Yes, yes,' repeated the doctor, and as Mrs Clinton went on
complacently, he frowned and drummed his fingers on the table and looked
to the right and left. 'When is the man coming in?' he asked
impatiently.
And at last he could not contain himself.
'If you don't mind, Mrs Clinton, I should like to talk to your doctor
alone about the case. You can wait in the next room.'
'I'm sure I don't wish to intrude,' said Mrs Clinton, bridling up, and
she rose in a dignified manner from her chair. She thought his manners
were distinctly queer. 'But, of course,' she said to a friend
afterwards, 'he's a genius, there's no mistaking it, and people like
that are always very eccentric.'
'What an insufferable woman!' he began, when the lady had retired,
talking very rapidly, only stopping to take an occasional breath. 'I
thought she was going on all night. She's enough to drive the man mad.
One couldn't get a word in edgeways. Why on earth doesn't this man come?

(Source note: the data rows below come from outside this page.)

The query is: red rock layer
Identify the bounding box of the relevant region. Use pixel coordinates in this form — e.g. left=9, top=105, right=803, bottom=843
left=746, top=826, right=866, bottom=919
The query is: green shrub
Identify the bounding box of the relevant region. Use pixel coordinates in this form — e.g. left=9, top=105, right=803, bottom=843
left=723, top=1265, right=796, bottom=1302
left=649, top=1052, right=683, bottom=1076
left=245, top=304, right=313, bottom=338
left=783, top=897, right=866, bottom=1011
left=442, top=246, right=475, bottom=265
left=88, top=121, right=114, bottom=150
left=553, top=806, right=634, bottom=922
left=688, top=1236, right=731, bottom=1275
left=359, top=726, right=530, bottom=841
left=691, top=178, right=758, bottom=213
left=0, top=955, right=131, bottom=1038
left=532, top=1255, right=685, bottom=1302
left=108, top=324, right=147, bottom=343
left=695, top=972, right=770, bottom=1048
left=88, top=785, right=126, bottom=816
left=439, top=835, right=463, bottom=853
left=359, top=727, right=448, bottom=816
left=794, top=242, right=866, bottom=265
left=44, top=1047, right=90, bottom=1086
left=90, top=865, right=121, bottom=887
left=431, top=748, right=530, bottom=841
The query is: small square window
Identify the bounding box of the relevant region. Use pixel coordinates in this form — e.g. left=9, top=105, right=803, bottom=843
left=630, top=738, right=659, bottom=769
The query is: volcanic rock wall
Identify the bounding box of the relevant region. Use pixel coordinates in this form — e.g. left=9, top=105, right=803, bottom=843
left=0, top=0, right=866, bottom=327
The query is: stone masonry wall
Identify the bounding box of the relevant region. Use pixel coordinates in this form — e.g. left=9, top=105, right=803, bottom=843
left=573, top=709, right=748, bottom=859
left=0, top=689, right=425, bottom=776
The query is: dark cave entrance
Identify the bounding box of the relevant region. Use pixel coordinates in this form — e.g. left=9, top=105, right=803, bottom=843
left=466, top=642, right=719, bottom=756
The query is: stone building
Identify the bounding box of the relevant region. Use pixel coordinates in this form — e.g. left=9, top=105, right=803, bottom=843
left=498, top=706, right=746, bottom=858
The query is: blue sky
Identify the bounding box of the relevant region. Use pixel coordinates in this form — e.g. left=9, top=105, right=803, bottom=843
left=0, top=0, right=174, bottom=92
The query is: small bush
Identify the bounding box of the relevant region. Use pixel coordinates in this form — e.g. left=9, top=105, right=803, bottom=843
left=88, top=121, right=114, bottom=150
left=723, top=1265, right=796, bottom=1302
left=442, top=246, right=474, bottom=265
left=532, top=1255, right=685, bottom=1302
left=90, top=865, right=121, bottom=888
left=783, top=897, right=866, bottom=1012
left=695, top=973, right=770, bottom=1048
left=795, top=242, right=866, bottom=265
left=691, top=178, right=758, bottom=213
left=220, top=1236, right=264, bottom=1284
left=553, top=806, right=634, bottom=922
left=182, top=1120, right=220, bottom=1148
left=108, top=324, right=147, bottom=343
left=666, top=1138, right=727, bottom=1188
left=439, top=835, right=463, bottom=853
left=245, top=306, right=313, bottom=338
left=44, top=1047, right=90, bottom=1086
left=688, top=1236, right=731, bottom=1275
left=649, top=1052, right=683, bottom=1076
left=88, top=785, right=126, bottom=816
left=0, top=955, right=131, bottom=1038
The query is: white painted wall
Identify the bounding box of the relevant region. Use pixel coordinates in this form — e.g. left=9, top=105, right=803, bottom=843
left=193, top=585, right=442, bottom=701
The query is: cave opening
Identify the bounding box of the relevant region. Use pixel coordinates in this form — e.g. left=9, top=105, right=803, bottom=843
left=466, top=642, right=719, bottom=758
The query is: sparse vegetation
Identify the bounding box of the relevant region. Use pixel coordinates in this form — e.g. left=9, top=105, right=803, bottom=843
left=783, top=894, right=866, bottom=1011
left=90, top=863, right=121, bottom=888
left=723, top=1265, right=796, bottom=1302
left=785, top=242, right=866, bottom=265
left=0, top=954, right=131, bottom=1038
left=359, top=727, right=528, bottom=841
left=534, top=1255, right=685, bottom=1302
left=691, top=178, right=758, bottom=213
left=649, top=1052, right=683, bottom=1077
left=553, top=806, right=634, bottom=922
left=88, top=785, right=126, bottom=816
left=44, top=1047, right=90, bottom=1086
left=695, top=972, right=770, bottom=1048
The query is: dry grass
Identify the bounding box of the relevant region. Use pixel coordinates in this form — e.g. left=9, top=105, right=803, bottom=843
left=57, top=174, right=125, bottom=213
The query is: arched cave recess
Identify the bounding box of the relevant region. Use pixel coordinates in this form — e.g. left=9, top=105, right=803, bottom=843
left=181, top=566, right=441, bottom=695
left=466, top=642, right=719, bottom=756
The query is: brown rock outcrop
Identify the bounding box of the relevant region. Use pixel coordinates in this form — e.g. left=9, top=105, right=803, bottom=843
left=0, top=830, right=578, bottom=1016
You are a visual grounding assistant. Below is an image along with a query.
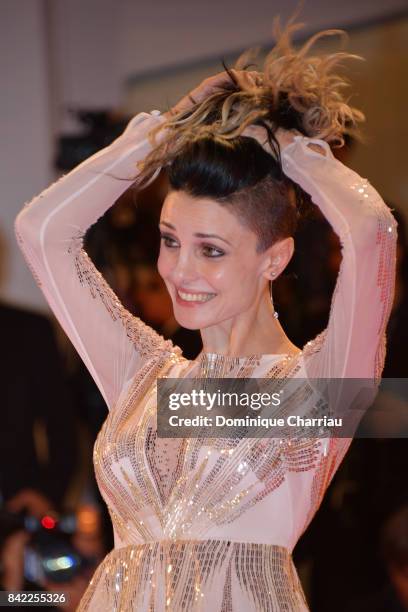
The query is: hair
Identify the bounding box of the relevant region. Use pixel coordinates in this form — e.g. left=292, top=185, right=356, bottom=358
left=135, top=19, right=364, bottom=252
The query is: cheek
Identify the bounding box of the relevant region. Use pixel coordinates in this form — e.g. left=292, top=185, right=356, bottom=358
left=157, top=249, right=173, bottom=280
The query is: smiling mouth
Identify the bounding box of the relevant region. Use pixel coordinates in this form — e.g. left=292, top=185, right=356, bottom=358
left=176, top=289, right=217, bottom=304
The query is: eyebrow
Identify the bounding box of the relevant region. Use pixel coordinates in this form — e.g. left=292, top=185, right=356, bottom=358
left=160, top=221, right=232, bottom=246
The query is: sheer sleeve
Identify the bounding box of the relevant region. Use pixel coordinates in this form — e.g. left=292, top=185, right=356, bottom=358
left=282, top=136, right=397, bottom=379
left=15, top=111, right=177, bottom=408
left=282, top=136, right=397, bottom=533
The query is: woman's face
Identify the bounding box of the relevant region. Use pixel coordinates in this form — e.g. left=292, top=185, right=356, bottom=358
left=158, top=191, right=270, bottom=329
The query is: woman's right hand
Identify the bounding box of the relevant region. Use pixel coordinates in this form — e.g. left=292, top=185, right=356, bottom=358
left=164, top=68, right=262, bottom=119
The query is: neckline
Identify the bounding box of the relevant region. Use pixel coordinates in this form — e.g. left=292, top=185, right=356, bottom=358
left=194, top=350, right=303, bottom=362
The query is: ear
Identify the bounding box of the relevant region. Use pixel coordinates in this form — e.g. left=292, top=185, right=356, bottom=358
left=263, top=236, right=295, bottom=281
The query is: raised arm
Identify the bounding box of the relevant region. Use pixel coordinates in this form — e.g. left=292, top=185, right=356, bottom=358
left=282, top=136, right=397, bottom=379
left=15, top=111, right=177, bottom=408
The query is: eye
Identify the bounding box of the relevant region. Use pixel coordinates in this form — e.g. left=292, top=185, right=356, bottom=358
left=202, top=244, right=225, bottom=258
left=160, top=234, right=179, bottom=249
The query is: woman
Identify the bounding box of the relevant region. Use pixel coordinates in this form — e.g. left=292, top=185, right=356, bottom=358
left=16, top=21, right=396, bottom=612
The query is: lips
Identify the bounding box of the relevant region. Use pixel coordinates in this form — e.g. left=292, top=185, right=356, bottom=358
left=176, top=289, right=217, bottom=306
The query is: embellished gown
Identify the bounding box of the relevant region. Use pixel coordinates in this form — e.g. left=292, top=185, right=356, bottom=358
left=15, top=111, right=396, bottom=612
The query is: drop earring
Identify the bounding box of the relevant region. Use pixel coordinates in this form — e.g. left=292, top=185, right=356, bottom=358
left=269, top=272, right=279, bottom=319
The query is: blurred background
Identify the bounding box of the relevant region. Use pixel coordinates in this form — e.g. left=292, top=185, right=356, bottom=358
left=0, top=0, right=408, bottom=612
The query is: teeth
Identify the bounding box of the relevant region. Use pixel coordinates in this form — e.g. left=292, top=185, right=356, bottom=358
left=178, top=291, right=215, bottom=302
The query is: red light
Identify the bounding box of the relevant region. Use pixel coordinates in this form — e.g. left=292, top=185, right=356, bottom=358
left=41, top=516, right=57, bottom=529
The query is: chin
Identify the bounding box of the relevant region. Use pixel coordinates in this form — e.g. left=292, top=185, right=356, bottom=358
left=174, top=308, right=217, bottom=330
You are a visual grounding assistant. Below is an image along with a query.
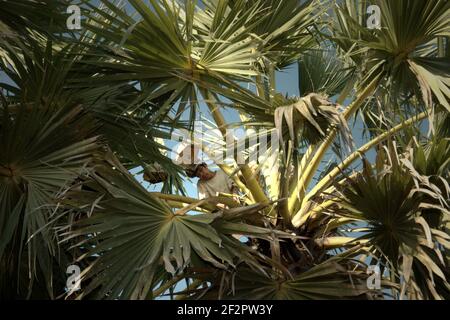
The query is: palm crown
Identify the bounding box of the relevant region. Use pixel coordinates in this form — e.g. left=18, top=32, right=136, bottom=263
left=0, top=0, right=450, bottom=299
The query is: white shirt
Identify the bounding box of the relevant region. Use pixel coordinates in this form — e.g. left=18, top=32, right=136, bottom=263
left=197, top=170, right=233, bottom=199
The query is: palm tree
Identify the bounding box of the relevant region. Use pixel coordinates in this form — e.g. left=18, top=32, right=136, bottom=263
left=0, top=0, right=450, bottom=299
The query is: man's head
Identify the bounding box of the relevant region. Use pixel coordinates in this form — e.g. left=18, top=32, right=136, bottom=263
left=186, top=162, right=215, bottom=181
left=195, top=163, right=215, bottom=181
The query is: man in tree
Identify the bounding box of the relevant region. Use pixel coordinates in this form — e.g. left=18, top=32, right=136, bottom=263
left=186, top=162, right=238, bottom=199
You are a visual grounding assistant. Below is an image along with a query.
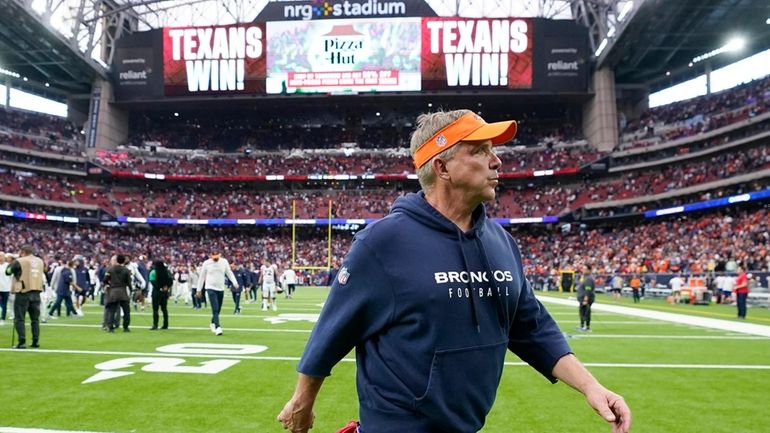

Just like these people, they don't think that my time's valuable. I
expect she drinks. Shocking, you know, these women, how they drink!' And
still talking, he looked at his watch for the eighth time in ten
minutes.
'Well, my man,' he said, as Mr Clinton at last came in, 'what are you
complaining of?... One moment,' he added, as Mr Clinton was about to
reply. He opened his notebook and took out a stylographic pen. 'Now, I'm
ready for you. What are you complaining of?'
'I'm complaining that the world is out of joint,' answered Mr Clinton,
with a smile.
The specialist raised his eyebrows and significantly looked at the
family doctor.
'It's astonishing how much you can get by a well-directed question,' he
said to him, taking no notice of Mr Clinton. 'Some people go floundering
about for hours, but, you see, by one question I get on the track.'
Turning to the patient again, he said, 'Ah! and do you see things?'
'Certainly; I see you.'
'I don't mean that,' impatiently said the specialist. 'Distinctly
stupid, you know,' he added to his colleague. 'I mean, do you see things
that other people don't see?'
'Alas! yes; I see Folly stalking abroad on a 'obby 'orse.'
'Do you really? Anything else?' said the doctor, making a note of the
fact.
'I see Wickedness and Vice beating the land with their wings.'
'_Sees things beating with their wings_,' wrote down the doctor.